Delphi / C++Builder で Web API を作れる RAD Server は、開発環境でプロジェクトを初めてビルドして実行するときに開発環境向けの初期設定用ウィザードが起動します。
このため、RAD Server で Web API を初めて実装して開発環境で動かすところまでの説明を行おうとすると、次の6ステップの説明が必要となるので少し冗長な感じになります。
- RAD Server 向けの新規プロジェクトを作る
- 実装する
- ビルドして実行すると初期設定ウィザードが起動する
- 初期設定を行う
- RAD Server の開発版サーバが起動する
- WebAPI に接続して動作を確認する
しかし、初期設定が完了していれば、必要な説明が次のように最小化できます。
- RAD Server 向けの新規プロジェクトを作る
- 実装する
- ビルドし、実装した API を RAD Server 開発版サーバで確認する
そこでこの記事では初期設定用ウィザードだけを先に実行しておく方法を説明することにします。
事前準備:InterBase をインストールして起動させておく
RAD Server は自身の管理データベースとして、InterBase (Delphi / C++Builder に付属のデータベース)を使用します。InterBase がインストール済みであることを確認してください。
ESDインストーラ(radstudio10_xxxxxx.exe)でインストールしている場合は、IDEの[ツール]⇒[プラットフォームの管理]よりインストール状況を確認できます。
この画面の一番下にチェックが入っていれば InterBase 2017 Developer Edition がインストールされています。
インストール済みの場合は InterBase サーバーマネージャーを実行して、
サーバを起動させておきます。
RAD Server 開発サーバを単独で実行する
RAD Server 開発サーバは EMSDevServer.exe という名前のプログラムですが、このプログラムは開発した API をホスティングする機能の他に、初期設定ウィザードの機能が含まれています。
このプログラムは Delphi / C++Builder をインストールした OS のビット数により、下記の場所にインストールされています。
これをそのまま実行します。
なお、この例では Delphi / C++Builder / RAD Studio 10.3 でのパスとなっています。バージョンが異なる場合は 20.0 の部分に別の数値が用いられていると思いますので、適切に変更します。
OSのビット数 | 実行ファイルのフルパス |
---|---|
64-bit | C:\Program Files (x86)\Embarcadero\Studio\20.0\bin\EMSDevServer.exe |
32-bit | C:\Program Files\Embarcadero\Studio\20.0\bin\EMSDevServer.exe |
EMSサーバ構成ファイルがない、というメッセージが表示される
初めて実行するときは「EMSサーバー構成ファイルが見つかりません。[はい]をクリックすると、構成ウィザードを実行できます」という確認メッセージが表示されますので、そのまま [はい(y)] をクリックします。
RAD Server セットアップウィザードが起動するので順番に操作する
ウィザードを順番に操作していきます。
この画面では、[はい] をクリックします。このメッセージは「RAD Server を運用環境向けではなく、開発環境向けにセットアップしようとしていますが、それで良いですか?」という確認の画面です。
最後に、この画面が表示されます。これは単なる実行結果の確認画面なので、そのまま[OK]を押して終了します。

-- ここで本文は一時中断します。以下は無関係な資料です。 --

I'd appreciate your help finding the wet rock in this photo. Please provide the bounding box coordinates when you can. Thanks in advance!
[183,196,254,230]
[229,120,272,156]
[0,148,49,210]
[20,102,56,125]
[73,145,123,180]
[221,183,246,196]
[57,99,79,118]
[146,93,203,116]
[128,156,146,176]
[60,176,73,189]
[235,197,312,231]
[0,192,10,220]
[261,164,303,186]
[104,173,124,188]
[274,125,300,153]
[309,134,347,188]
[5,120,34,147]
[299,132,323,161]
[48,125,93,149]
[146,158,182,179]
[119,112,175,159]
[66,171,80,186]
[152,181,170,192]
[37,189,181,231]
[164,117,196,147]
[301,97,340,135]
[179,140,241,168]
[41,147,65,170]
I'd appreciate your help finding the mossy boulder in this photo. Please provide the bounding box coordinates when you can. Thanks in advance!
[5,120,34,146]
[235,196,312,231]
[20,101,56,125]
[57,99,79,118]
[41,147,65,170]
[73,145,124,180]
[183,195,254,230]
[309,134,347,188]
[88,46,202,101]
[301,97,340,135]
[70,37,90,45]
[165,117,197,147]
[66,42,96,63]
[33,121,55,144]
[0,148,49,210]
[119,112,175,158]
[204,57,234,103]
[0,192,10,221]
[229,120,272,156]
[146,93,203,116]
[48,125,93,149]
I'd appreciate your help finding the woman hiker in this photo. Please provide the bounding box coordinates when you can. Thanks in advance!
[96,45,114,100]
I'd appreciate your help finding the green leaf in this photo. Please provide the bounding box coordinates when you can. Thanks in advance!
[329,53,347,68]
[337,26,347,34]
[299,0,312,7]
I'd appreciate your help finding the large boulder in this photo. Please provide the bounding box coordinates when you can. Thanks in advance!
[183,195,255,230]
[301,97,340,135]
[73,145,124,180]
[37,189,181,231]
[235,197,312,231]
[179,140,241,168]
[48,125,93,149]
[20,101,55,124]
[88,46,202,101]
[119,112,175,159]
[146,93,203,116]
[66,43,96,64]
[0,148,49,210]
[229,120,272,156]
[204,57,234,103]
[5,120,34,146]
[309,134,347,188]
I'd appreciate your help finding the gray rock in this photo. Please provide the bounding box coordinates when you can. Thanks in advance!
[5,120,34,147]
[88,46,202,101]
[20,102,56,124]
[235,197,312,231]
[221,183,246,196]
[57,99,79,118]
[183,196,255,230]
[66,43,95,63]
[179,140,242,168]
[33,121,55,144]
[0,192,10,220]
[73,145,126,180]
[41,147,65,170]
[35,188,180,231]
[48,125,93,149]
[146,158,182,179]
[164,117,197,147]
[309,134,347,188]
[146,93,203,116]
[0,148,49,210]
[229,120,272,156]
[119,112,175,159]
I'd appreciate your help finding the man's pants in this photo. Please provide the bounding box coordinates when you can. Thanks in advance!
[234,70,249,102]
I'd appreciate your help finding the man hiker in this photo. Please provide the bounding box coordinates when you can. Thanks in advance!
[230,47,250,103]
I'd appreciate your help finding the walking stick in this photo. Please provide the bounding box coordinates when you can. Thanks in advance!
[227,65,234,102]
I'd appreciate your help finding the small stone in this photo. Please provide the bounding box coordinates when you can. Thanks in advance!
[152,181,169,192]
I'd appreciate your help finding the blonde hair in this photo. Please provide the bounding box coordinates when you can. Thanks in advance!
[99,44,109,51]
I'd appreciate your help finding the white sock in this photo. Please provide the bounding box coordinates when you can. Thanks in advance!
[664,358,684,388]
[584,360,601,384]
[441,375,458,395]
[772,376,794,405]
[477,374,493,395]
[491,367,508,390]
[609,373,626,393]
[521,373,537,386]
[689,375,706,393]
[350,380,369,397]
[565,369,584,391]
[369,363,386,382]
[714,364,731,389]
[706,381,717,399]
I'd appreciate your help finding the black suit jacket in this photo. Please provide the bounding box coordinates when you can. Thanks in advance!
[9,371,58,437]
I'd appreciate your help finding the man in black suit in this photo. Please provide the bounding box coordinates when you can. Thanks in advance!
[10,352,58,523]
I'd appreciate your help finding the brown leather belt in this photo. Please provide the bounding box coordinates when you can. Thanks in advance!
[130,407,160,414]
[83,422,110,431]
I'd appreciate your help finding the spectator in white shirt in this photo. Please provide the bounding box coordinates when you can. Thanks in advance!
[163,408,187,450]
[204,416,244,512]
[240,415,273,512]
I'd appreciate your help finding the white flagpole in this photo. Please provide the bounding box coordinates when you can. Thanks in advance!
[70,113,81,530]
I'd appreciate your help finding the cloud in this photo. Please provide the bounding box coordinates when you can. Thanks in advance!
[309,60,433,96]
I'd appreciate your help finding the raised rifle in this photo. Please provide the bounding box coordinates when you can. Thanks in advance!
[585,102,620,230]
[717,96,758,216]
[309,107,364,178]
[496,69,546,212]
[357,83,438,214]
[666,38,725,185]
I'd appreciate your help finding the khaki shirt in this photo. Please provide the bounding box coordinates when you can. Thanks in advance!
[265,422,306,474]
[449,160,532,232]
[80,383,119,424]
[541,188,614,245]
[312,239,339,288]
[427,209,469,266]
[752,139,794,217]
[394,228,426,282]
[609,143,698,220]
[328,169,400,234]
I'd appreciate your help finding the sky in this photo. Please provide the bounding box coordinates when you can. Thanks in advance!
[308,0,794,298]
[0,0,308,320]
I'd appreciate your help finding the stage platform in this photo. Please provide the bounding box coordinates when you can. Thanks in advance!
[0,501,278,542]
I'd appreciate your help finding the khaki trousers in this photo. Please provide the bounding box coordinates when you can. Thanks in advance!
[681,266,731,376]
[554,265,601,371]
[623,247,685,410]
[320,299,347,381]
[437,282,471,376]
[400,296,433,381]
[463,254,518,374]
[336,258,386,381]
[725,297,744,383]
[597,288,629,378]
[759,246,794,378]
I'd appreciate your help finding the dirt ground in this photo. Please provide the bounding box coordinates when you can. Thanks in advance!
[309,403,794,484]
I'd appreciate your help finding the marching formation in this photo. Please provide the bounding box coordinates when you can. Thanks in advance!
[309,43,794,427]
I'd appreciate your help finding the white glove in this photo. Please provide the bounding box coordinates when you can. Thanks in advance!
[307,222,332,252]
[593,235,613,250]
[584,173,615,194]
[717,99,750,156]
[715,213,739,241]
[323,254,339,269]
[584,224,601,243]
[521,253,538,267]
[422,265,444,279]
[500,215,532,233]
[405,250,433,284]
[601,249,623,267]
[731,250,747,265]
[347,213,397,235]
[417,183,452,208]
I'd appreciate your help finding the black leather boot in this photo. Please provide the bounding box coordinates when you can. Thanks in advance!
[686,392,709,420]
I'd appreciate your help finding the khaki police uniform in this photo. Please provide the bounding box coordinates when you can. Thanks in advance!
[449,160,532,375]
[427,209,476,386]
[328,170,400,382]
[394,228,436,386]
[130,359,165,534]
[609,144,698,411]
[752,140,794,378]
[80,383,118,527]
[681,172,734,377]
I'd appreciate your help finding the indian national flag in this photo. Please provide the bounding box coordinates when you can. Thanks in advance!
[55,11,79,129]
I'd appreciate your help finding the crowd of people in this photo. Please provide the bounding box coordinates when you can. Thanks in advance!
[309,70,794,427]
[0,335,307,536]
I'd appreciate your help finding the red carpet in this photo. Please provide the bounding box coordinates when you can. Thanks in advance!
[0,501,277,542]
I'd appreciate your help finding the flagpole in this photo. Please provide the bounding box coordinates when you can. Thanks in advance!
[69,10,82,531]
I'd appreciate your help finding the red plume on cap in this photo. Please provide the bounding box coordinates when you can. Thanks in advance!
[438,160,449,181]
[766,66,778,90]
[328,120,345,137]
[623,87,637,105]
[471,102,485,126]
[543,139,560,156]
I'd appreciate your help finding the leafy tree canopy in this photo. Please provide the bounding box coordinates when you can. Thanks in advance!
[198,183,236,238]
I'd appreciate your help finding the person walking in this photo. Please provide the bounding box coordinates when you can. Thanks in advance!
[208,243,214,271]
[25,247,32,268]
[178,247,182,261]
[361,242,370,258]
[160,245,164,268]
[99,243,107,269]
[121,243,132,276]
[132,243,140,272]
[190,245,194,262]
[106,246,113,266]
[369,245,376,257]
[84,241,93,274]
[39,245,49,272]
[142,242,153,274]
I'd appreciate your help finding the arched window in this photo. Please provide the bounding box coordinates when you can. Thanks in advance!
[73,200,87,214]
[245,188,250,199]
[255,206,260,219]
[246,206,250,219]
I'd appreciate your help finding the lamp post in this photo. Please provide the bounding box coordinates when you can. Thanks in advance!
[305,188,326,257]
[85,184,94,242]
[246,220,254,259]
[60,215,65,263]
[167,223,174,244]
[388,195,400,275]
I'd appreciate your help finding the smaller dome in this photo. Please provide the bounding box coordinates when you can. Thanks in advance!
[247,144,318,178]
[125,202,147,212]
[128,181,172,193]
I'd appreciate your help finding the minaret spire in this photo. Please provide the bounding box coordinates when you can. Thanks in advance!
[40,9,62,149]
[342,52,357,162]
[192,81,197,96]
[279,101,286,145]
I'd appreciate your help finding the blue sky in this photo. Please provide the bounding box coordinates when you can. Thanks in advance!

これで初期設定ウィザードによる環境設定が完了し、RAD Server 開発サーバが動作する状況になりました。
この状態では、RAD Server に標準機能として搭載されている API (バージョン情報の表示、ユーザ管理など)へのアクセスだけが行えます。[ブラウザを開く] をクリックするとバージョン情報の API http://localhost:8080/version へのアクセスが行われます。
URL を書き換えて http://localhost:8080/users にアクセスすると、こうなります。
これで RAD Server の初期設定ウィザードによる環境設定と動作確認が完了しました。以後はこのウィザードを使うことなく RAD Server のプロジェクトを作成し、ビルドしてテストできるようになります。